A situação da técnica em enfermagem e do comerciante está relacionada a um problema histórico, que atinge milhões de brasileiros – maciçamente, a população de baixa renda –, afetando duramente a economia e que está sendo amenizado por uma lei promulgada recentemente: a falta de legalização dos imóveis urbanos. De acordo com dados do Ministério do Desenvolvimento Regional (que incorporou o antigo Ministério das Cidades), cerca de 50% dos imóveis no Brasil têm algum tipo de irregularidade. São 60 milhões de domicílios urbanos, sendo 30 milhões irregulares – ou seja: os seus ocupantes nunca foram a um cartório para providenciar a escritura. Em Minas, levantamento aponta que 3 milhões de imóveis são irregulares, segundo o Colégio Registral Imobiliário de Minas Gerais (Cori/MG).
 
Loteamento à revelia da lei
A “informalidade” dos imóveis não distingue classes sociais: vai de favelas a condomínios de luxo. As causas da situação irregular também são diversas, indo desde as invasões a loteamentos que foram criados à revelia da lei – ou que não foram aprovados e não registrados – passando também pela venda ilegal de imóveis e por outros motivos, como a “doação para o santo”, que ocorre em outros municípios brasileiros, além de Mirabela.

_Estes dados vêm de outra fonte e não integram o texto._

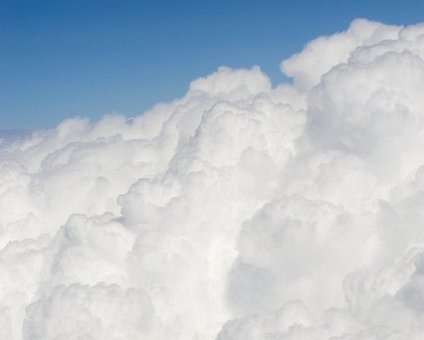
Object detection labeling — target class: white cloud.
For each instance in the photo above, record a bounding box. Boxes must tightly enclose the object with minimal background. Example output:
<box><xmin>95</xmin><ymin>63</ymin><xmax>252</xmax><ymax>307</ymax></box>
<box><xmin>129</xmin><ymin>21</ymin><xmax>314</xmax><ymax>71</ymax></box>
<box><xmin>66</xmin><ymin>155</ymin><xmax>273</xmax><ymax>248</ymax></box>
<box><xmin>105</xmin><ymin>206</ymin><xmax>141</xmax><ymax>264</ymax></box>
<box><xmin>1</xmin><ymin>19</ymin><xmax>424</xmax><ymax>339</ymax></box>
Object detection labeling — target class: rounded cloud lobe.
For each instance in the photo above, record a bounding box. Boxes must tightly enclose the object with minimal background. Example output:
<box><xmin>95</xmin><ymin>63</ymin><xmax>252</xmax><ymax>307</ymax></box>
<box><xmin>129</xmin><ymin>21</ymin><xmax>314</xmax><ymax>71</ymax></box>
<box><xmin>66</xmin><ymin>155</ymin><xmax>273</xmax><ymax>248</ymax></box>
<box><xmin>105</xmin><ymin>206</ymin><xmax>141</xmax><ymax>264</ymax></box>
<box><xmin>2</xmin><ymin>19</ymin><xmax>424</xmax><ymax>339</ymax></box>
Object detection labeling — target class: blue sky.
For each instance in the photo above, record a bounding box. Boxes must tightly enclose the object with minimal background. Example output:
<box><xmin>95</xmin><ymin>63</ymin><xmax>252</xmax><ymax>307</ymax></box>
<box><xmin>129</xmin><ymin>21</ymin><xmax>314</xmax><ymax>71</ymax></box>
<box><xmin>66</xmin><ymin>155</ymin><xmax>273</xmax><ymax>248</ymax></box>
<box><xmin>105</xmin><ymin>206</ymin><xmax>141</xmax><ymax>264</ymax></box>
<box><xmin>2</xmin><ymin>0</ymin><xmax>424</xmax><ymax>129</ymax></box>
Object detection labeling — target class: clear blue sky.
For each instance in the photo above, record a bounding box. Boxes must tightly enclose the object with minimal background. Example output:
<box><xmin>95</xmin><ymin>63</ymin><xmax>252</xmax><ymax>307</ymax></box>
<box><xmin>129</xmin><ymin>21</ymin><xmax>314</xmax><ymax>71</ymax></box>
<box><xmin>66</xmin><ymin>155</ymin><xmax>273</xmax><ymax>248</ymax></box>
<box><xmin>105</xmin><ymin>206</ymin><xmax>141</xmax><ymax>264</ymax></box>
<box><xmin>2</xmin><ymin>0</ymin><xmax>424</xmax><ymax>129</ymax></box>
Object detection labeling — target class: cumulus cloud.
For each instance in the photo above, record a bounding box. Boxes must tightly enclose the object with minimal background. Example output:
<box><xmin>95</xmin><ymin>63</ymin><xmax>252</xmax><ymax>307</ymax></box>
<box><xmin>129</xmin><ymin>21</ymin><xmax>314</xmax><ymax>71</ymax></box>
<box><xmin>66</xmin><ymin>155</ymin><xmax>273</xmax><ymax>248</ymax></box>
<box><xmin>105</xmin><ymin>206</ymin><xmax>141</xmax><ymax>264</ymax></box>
<box><xmin>2</xmin><ymin>18</ymin><xmax>424</xmax><ymax>339</ymax></box>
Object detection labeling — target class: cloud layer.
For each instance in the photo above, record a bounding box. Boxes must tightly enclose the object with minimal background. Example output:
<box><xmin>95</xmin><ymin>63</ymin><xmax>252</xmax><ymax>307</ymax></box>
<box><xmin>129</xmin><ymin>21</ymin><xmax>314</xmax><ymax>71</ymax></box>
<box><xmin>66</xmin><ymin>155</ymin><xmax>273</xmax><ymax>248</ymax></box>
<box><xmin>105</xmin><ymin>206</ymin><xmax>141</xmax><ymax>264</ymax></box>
<box><xmin>2</xmin><ymin>19</ymin><xmax>424</xmax><ymax>339</ymax></box>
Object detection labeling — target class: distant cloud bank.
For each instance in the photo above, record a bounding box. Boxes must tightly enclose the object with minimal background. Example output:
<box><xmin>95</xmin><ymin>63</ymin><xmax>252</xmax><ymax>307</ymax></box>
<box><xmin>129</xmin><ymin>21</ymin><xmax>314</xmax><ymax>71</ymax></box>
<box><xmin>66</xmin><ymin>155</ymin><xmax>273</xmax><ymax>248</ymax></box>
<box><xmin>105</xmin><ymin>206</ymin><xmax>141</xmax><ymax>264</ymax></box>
<box><xmin>2</xmin><ymin>19</ymin><xmax>424</xmax><ymax>339</ymax></box>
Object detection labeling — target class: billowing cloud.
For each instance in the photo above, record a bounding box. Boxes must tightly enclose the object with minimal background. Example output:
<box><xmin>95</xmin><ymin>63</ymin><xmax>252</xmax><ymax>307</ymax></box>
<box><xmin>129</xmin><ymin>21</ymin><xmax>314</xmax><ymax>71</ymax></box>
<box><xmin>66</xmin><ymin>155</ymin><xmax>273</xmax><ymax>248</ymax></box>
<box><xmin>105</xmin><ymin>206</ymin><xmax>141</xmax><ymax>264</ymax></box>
<box><xmin>2</xmin><ymin>18</ymin><xmax>424</xmax><ymax>339</ymax></box>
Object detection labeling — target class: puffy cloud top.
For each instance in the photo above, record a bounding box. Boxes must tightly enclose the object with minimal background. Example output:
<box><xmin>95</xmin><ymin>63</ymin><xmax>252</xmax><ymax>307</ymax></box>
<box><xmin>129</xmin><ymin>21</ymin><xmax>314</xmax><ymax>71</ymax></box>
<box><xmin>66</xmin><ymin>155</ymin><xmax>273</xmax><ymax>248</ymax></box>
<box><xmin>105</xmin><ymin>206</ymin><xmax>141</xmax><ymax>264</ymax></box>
<box><xmin>189</xmin><ymin>66</ymin><xmax>272</xmax><ymax>99</ymax></box>
<box><xmin>2</xmin><ymin>19</ymin><xmax>424</xmax><ymax>339</ymax></box>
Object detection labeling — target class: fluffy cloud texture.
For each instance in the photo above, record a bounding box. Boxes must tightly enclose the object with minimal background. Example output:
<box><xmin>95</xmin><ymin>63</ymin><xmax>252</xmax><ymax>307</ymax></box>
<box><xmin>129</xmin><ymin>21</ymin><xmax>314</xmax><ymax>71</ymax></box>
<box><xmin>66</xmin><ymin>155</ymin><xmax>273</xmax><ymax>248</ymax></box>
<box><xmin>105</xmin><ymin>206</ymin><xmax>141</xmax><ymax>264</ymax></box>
<box><xmin>2</xmin><ymin>19</ymin><xmax>424</xmax><ymax>339</ymax></box>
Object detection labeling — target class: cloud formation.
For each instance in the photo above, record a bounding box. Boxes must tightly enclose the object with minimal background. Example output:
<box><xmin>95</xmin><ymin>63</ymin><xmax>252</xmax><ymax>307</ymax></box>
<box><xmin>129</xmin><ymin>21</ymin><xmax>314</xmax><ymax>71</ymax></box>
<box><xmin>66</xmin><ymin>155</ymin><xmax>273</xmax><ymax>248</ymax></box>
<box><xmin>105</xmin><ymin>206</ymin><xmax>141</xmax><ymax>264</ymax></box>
<box><xmin>2</xmin><ymin>19</ymin><xmax>424</xmax><ymax>339</ymax></box>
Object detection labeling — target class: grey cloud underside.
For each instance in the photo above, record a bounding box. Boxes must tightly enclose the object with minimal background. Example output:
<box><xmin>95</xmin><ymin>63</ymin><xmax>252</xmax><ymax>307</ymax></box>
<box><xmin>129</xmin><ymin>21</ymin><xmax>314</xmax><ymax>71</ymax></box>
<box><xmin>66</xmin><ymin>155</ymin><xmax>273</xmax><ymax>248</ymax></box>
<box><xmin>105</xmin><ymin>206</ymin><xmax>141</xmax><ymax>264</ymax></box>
<box><xmin>2</xmin><ymin>19</ymin><xmax>424</xmax><ymax>339</ymax></box>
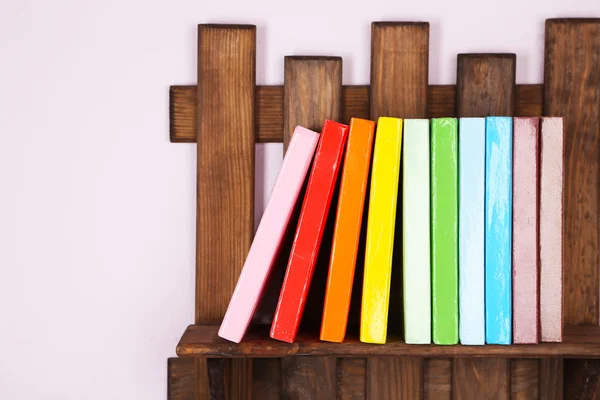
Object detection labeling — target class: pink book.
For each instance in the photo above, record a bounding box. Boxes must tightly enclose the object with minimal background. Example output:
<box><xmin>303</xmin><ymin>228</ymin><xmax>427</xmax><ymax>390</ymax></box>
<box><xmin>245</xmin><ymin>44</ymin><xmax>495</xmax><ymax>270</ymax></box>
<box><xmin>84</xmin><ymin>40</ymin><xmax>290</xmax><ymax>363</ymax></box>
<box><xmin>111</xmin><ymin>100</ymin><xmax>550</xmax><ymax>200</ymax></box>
<box><xmin>540</xmin><ymin>117</ymin><xmax>564</xmax><ymax>342</ymax></box>
<box><xmin>512</xmin><ymin>117</ymin><xmax>539</xmax><ymax>344</ymax></box>
<box><xmin>218</xmin><ymin>127</ymin><xmax>320</xmax><ymax>343</ymax></box>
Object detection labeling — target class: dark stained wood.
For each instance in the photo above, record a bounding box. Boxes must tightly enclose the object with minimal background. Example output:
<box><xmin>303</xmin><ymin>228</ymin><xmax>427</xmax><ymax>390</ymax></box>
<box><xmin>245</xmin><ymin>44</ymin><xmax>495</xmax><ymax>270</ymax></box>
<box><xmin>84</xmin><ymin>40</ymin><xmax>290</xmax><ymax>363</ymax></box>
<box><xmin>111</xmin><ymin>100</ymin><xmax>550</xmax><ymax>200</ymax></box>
<box><xmin>455</xmin><ymin>52</ymin><xmax>515</xmax><ymax>400</ymax></box>
<box><xmin>511</xmin><ymin>359</ymin><xmax>539</xmax><ymax>399</ymax></box>
<box><xmin>170</xmin><ymin>84</ymin><xmax>545</xmax><ymax>142</ymax></box>
<box><xmin>424</xmin><ymin>359</ymin><xmax>451</xmax><ymax>400</ymax></box>
<box><xmin>207</xmin><ymin>358</ymin><xmax>228</xmax><ymax>400</ymax></box>
<box><xmin>176</xmin><ymin>324</ymin><xmax>600</xmax><ymax>358</ymax></box>
<box><xmin>368</xmin><ymin>21</ymin><xmax>429</xmax><ymax>398</ymax></box>
<box><xmin>280</xmin><ymin>357</ymin><xmax>337</xmax><ymax>400</ymax></box>
<box><xmin>168</xmin><ymin>358</ymin><xmax>198</xmax><ymax>400</ymax></box>
<box><xmin>252</xmin><ymin>359</ymin><xmax>281</xmax><ymax>400</ymax></box>
<box><xmin>283</xmin><ymin>56</ymin><xmax>342</xmax><ymax>151</ymax></box>
<box><xmin>337</xmin><ymin>358</ymin><xmax>366</xmax><ymax>400</ymax></box>
<box><xmin>453</xmin><ymin>359</ymin><xmax>510</xmax><ymax>400</ymax></box>
<box><xmin>370</xmin><ymin>22</ymin><xmax>429</xmax><ymax>120</ymax></box>
<box><xmin>367</xmin><ymin>358</ymin><xmax>423</xmax><ymax>400</ymax></box>
<box><xmin>195</xmin><ymin>24</ymin><xmax>256</xmax><ymax>400</ymax></box>
<box><xmin>544</xmin><ymin>18</ymin><xmax>600</xmax><ymax>326</ymax></box>
<box><xmin>564</xmin><ymin>359</ymin><xmax>600</xmax><ymax>400</ymax></box>
<box><xmin>456</xmin><ymin>53</ymin><xmax>516</xmax><ymax>117</ymax></box>
<box><xmin>540</xmin><ymin>359</ymin><xmax>564</xmax><ymax>400</ymax></box>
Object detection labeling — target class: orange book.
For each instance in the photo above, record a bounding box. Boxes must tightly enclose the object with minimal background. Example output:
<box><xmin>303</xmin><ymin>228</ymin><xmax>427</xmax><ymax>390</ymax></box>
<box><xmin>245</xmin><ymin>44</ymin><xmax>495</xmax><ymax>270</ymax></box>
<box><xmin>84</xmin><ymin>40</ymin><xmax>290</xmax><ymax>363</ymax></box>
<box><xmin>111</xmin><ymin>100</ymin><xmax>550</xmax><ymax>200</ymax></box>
<box><xmin>320</xmin><ymin>118</ymin><xmax>375</xmax><ymax>342</ymax></box>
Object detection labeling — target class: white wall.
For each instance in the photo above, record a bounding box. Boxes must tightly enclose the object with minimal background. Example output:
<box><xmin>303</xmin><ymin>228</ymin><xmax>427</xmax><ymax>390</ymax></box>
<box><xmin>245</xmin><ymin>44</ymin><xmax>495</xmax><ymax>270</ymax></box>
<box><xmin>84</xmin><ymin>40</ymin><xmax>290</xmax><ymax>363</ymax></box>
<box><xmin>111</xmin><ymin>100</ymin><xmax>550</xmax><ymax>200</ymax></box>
<box><xmin>1</xmin><ymin>0</ymin><xmax>598</xmax><ymax>398</ymax></box>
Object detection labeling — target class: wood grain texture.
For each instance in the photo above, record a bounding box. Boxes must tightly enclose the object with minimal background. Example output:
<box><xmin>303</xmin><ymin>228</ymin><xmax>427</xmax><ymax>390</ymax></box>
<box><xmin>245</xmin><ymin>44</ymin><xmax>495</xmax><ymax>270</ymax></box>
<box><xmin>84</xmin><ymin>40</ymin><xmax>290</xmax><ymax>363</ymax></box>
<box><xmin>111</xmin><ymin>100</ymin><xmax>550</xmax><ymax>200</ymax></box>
<box><xmin>252</xmin><ymin>359</ymin><xmax>281</xmax><ymax>400</ymax></box>
<box><xmin>168</xmin><ymin>358</ymin><xmax>198</xmax><ymax>400</ymax></box>
<box><xmin>544</xmin><ymin>18</ymin><xmax>600</xmax><ymax>326</ymax></box>
<box><xmin>452</xmin><ymin>359</ymin><xmax>510</xmax><ymax>400</ymax></box>
<box><xmin>177</xmin><ymin>324</ymin><xmax>600</xmax><ymax>358</ymax></box>
<box><xmin>195</xmin><ymin>24</ymin><xmax>255</xmax><ymax>400</ymax></box>
<box><xmin>455</xmin><ymin>52</ymin><xmax>514</xmax><ymax>398</ymax></box>
<box><xmin>424</xmin><ymin>359</ymin><xmax>451</xmax><ymax>400</ymax></box>
<box><xmin>170</xmin><ymin>84</ymin><xmax>544</xmax><ymax>142</ymax></box>
<box><xmin>283</xmin><ymin>56</ymin><xmax>342</xmax><ymax>151</ymax></box>
<box><xmin>540</xmin><ymin>359</ymin><xmax>563</xmax><ymax>400</ymax></box>
<box><xmin>337</xmin><ymin>358</ymin><xmax>366</xmax><ymax>400</ymax></box>
<box><xmin>511</xmin><ymin>359</ymin><xmax>539</xmax><ymax>399</ymax></box>
<box><xmin>564</xmin><ymin>359</ymin><xmax>599</xmax><ymax>400</ymax></box>
<box><xmin>207</xmin><ymin>358</ymin><xmax>228</xmax><ymax>400</ymax></box>
<box><xmin>370</xmin><ymin>22</ymin><xmax>429</xmax><ymax>120</ymax></box>
<box><xmin>367</xmin><ymin>358</ymin><xmax>423</xmax><ymax>400</ymax></box>
<box><xmin>281</xmin><ymin>357</ymin><xmax>337</xmax><ymax>400</ymax></box>
<box><xmin>456</xmin><ymin>54</ymin><xmax>516</xmax><ymax>117</ymax></box>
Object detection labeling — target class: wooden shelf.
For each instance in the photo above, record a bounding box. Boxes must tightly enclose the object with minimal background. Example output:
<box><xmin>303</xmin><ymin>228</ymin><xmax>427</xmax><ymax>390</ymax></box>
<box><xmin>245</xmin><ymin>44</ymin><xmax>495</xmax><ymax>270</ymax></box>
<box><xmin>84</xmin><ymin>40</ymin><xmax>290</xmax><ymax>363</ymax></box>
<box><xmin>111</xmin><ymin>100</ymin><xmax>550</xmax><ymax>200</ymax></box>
<box><xmin>177</xmin><ymin>324</ymin><xmax>600</xmax><ymax>359</ymax></box>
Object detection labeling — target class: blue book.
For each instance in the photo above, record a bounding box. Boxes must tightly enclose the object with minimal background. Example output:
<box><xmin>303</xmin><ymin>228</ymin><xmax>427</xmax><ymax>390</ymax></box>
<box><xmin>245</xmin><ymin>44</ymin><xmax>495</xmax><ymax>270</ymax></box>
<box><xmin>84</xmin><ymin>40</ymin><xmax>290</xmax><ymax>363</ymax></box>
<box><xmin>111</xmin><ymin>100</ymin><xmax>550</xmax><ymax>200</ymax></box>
<box><xmin>459</xmin><ymin>118</ymin><xmax>485</xmax><ymax>345</ymax></box>
<box><xmin>485</xmin><ymin>117</ymin><xmax>513</xmax><ymax>344</ymax></box>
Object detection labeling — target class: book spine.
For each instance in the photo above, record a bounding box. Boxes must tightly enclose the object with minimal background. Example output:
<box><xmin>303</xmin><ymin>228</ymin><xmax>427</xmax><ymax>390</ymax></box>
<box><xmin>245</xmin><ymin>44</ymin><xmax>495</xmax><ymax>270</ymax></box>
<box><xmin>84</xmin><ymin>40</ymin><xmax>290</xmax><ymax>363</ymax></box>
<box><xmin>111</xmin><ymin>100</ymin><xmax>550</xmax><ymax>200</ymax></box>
<box><xmin>270</xmin><ymin>120</ymin><xmax>349</xmax><ymax>343</ymax></box>
<box><xmin>540</xmin><ymin>117</ymin><xmax>564</xmax><ymax>342</ymax></box>
<box><xmin>321</xmin><ymin>118</ymin><xmax>375</xmax><ymax>343</ymax></box>
<box><xmin>360</xmin><ymin>117</ymin><xmax>403</xmax><ymax>344</ymax></box>
<box><xmin>402</xmin><ymin>119</ymin><xmax>431</xmax><ymax>344</ymax></box>
<box><xmin>485</xmin><ymin>116</ymin><xmax>513</xmax><ymax>345</ymax></box>
<box><xmin>458</xmin><ymin>117</ymin><xmax>486</xmax><ymax>345</ymax></box>
<box><xmin>431</xmin><ymin>117</ymin><xmax>459</xmax><ymax>345</ymax></box>
<box><xmin>218</xmin><ymin>127</ymin><xmax>320</xmax><ymax>343</ymax></box>
<box><xmin>512</xmin><ymin>117</ymin><xmax>540</xmax><ymax>344</ymax></box>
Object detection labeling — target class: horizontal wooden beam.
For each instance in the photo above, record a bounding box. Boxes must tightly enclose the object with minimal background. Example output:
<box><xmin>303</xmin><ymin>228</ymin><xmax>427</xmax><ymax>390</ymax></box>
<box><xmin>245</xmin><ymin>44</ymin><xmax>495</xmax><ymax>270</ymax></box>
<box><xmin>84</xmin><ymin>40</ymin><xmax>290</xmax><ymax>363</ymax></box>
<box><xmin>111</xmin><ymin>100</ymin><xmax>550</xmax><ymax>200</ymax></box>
<box><xmin>169</xmin><ymin>84</ymin><xmax>543</xmax><ymax>143</ymax></box>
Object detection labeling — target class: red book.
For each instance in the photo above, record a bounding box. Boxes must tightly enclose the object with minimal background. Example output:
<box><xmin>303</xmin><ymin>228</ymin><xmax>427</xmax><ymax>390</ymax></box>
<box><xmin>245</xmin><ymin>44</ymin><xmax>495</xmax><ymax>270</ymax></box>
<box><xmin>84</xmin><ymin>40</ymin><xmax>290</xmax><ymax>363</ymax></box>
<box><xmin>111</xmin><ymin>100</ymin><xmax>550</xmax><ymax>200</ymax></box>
<box><xmin>270</xmin><ymin>120</ymin><xmax>350</xmax><ymax>343</ymax></box>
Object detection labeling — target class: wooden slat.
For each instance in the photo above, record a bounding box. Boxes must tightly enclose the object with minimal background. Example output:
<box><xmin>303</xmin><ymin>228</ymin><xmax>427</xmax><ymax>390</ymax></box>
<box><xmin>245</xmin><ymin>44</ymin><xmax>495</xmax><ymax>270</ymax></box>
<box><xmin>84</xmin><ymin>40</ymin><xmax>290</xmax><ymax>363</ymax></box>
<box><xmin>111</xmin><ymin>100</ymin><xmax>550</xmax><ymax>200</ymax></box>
<box><xmin>544</xmin><ymin>18</ymin><xmax>600</xmax><ymax>326</ymax></box>
<box><xmin>283</xmin><ymin>56</ymin><xmax>342</xmax><ymax>151</ymax></box>
<box><xmin>177</xmin><ymin>324</ymin><xmax>600</xmax><ymax>358</ymax></box>
<box><xmin>424</xmin><ymin>359</ymin><xmax>451</xmax><ymax>400</ymax></box>
<box><xmin>564</xmin><ymin>359</ymin><xmax>599</xmax><ymax>400</ymax></box>
<box><xmin>456</xmin><ymin>53</ymin><xmax>516</xmax><ymax>117</ymax></box>
<box><xmin>368</xmin><ymin>21</ymin><xmax>429</xmax><ymax>398</ymax></box>
<box><xmin>252</xmin><ymin>359</ymin><xmax>281</xmax><ymax>400</ymax></box>
<box><xmin>195</xmin><ymin>24</ymin><xmax>256</xmax><ymax>400</ymax></box>
<box><xmin>170</xmin><ymin>84</ymin><xmax>544</xmax><ymax>142</ymax></box>
<box><xmin>540</xmin><ymin>359</ymin><xmax>563</xmax><ymax>400</ymax></box>
<box><xmin>453</xmin><ymin>359</ymin><xmax>510</xmax><ymax>400</ymax></box>
<box><xmin>337</xmin><ymin>358</ymin><xmax>366</xmax><ymax>400</ymax></box>
<box><xmin>281</xmin><ymin>357</ymin><xmax>337</xmax><ymax>400</ymax></box>
<box><xmin>276</xmin><ymin>55</ymin><xmax>342</xmax><ymax>398</ymax></box>
<box><xmin>455</xmin><ymin>52</ymin><xmax>515</xmax><ymax>400</ymax></box>
<box><xmin>367</xmin><ymin>358</ymin><xmax>424</xmax><ymax>400</ymax></box>
<box><xmin>511</xmin><ymin>359</ymin><xmax>539</xmax><ymax>399</ymax></box>
<box><xmin>168</xmin><ymin>358</ymin><xmax>199</xmax><ymax>400</ymax></box>
<box><xmin>207</xmin><ymin>358</ymin><xmax>228</xmax><ymax>400</ymax></box>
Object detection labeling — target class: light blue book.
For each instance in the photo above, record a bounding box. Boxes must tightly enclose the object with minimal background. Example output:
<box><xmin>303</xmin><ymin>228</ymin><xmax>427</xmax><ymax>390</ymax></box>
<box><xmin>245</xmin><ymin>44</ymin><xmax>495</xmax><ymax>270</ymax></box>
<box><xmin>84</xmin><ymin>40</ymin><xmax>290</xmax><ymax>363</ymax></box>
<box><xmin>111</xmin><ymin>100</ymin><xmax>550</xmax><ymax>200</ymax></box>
<box><xmin>459</xmin><ymin>118</ymin><xmax>485</xmax><ymax>345</ymax></box>
<box><xmin>485</xmin><ymin>116</ymin><xmax>513</xmax><ymax>344</ymax></box>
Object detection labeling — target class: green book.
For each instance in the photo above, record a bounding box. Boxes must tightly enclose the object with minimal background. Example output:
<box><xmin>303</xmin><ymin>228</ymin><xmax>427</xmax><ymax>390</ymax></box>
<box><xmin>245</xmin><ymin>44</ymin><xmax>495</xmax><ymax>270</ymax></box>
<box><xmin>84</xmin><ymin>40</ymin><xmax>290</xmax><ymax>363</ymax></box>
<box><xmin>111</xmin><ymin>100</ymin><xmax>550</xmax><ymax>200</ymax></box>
<box><xmin>431</xmin><ymin>118</ymin><xmax>459</xmax><ymax>345</ymax></box>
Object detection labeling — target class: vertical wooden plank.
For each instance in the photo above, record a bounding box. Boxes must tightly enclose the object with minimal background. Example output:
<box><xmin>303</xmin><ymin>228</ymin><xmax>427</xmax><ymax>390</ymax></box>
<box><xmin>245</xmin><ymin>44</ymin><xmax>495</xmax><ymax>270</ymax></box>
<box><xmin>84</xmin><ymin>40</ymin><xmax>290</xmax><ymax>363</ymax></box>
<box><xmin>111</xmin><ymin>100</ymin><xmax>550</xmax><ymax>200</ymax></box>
<box><xmin>544</xmin><ymin>18</ymin><xmax>600</xmax><ymax>326</ymax></box>
<box><xmin>539</xmin><ymin>359</ymin><xmax>563</xmax><ymax>400</ymax></box>
<box><xmin>453</xmin><ymin>359</ymin><xmax>510</xmax><ymax>400</ymax></box>
<box><xmin>369</xmin><ymin>21</ymin><xmax>428</xmax><ymax>398</ymax></box>
<box><xmin>368</xmin><ymin>358</ymin><xmax>423</xmax><ymax>400</ymax></box>
<box><xmin>196</xmin><ymin>24</ymin><xmax>256</xmax><ymax>400</ymax></box>
<box><xmin>455</xmin><ymin>53</ymin><xmax>515</xmax><ymax>399</ymax></box>
<box><xmin>277</xmin><ymin>56</ymin><xmax>342</xmax><ymax>399</ymax></box>
<box><xmin>456</xmin><ymin>54</ymin><xmax>516</xmax><ymax>117</ymax></box>
<box><xmin>424</xmin><ymin>359</ymin><xmax>451</xmax><ymax>400</ymax></box>
<box><xmin>168</xmin><ymin>358</ymin><xmax>198</xmax><ymax>400</ymax></box>
<box><xmin>207</xmin><ymin>358</ymin><xmax>229</xmax><ymax>400</ymax></box>
<box><xmin>511</xmin><ymin>359</ymin><xmax>539</xmax><ymax>399</ymax></box>
<box><xmin>283</xmin><ymin>56</ymin><xmax>342</xmax><ymax>152</ymax></box>
<box><xmin>281</xmin><ymin>357</ymin><xmax>337</xmax><ymax>400</ymax></box>
<box><xmin>252</xmin><ymin>359</ymin><xmax>281</xmax><ymax>400</ymax></box>
<box><xmin>337</xmin><ymin>358</ymin><xmax>366</xmax><ymax>400</ymax></box>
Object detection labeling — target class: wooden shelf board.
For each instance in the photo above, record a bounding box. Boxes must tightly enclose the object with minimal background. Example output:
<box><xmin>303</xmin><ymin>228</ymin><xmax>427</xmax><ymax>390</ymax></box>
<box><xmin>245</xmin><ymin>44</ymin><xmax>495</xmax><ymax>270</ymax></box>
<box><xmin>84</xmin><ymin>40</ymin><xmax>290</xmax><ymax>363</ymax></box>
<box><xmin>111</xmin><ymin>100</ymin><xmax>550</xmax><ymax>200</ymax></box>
<box><xmin>176</xmin><ymin>324</ymin><xmax>600</xmax><ymax>359</ymax></box>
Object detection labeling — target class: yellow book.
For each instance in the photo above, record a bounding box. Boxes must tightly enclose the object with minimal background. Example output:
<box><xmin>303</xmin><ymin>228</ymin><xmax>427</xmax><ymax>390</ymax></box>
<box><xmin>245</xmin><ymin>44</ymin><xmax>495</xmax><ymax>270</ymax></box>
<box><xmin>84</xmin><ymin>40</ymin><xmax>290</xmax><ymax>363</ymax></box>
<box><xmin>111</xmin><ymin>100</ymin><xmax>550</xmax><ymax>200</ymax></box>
<box><xmin>360</xmin><ymin>117</ymin><xmax>403</xmax><ymax>344</ymax></box>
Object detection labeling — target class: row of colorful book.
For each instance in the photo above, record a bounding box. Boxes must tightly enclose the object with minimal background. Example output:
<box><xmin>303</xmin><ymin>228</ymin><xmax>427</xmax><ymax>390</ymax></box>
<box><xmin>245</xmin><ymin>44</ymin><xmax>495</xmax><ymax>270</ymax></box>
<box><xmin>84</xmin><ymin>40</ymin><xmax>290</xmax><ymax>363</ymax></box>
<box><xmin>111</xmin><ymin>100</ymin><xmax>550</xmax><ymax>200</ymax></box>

Além de acentuar o crescimento desordenado e a infraestrutura precária das cidades, ela acarreta enormes prejuízos econômicos para o país ao abrir caminho para a sonegação fiscal, fazendo com que a União, estados e municípios deixem de arrecadar bilhões em tributos como o Imposto Predial e Territorial Urbano (IPTU), Imposto sobre a Transmissão de Bens Imóveis (ITBI) e o Imposto de Renda (IR). Também provoca perdas para o comércio e para o sistema financeiro, já que, sem o documento legalizado, os proprietários não podem oferecer os imóveis em garantia de financiamentos, com dificuldades até para fazer cadastros e ter acesso a empréstimos e crediários, por exemplo.
 
As perdas com a irregularidade imobiliária são ressaltadas pelo advogado Renato Góes, presidente da Comissão de Regularização Fundiária da Ordem dos Advogados do Brasil (OAB) de São Paulo. Ele é um dos autores da Lei Federal 13.465/17, a chamada “Reurb” (Regularização Fundiária Urbana) e que também abrange a questão de interesse social (“Reurb-S”), destinada à população de baixa renda e que tem o objetivo de legalizar a situação dos milhões de proprietários urbanos “sem escritura”. Foi iniciado em Minas um projeto de legalização desses imóveis, com base na Reurb-S, que beneficia moradores de Belo Horizonte e várias outras cidades mineiras. A iniciativa é do Cori-MG, que oferece apoio técnico às prefeituras, capacitando servidores sobre os procedimentos previstos na nova legislação para a regularização dos imóveis das pessoas de baixa renda.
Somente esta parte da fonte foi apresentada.